The properties of metalenses depend on the rationally designed arrangement of nanoscale units. Metalenses have emerged as an attractive option for flat lenses but are currently limited by their static, as-fabricated properties and their complex and expensive fabrication. For imaging operations such as zooming and focusing, most metalenses cannot adjust their focal spots without physical motion. One major reason is that the building blocks of these lenses are made of hard materials that cannot change shape once fabricated. It is difficult in any material system to adjust nanoscale-sized features on demand to obtain tunable focusing.
The researchers demonstrated a versatile imaging platform based on fully reconfigurable metalenses made from silver nanoparticles. During a single imaging session, their metalens device can evolve from a single-focus lens to a multi-focal lens that can form more than one image at any programmable 3D position. They built their lenses out of an array of cylindrical silver nanoparticles and a layer of polymer patterned into blocks on top of the metal array.

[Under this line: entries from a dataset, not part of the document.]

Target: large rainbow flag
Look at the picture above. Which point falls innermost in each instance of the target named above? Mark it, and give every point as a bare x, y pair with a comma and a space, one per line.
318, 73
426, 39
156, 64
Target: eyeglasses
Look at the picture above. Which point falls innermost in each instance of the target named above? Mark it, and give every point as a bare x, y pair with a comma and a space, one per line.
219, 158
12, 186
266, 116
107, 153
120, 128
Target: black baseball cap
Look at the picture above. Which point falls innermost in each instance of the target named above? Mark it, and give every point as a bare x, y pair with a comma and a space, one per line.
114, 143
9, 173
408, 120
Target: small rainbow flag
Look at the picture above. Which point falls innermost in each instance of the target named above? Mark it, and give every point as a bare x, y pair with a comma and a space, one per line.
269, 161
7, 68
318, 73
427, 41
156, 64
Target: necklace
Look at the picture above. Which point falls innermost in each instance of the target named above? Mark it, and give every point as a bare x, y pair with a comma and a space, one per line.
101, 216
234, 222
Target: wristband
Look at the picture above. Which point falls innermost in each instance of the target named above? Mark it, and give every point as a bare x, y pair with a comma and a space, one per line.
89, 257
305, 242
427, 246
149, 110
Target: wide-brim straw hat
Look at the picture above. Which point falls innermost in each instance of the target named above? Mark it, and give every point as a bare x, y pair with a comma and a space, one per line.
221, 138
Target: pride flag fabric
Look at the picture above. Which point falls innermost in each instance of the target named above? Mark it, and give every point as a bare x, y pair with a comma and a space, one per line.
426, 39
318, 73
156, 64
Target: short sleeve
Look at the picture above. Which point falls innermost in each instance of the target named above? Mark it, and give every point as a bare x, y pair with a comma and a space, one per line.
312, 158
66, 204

By simply controlling the arrangement of the polymer patterns, the nanoparticle array could direct visible light to any targeted focal points without needing to change the nanoparticle structures. This scalable method enables different lens structures to be made in one step of erasing and writing, with no noticeable degradation in nanoscale features after multiple erase-and-write cycles. The technique can reshape any pre-formed polymer pattern into any desirable pattern using soft masks made from elastomers.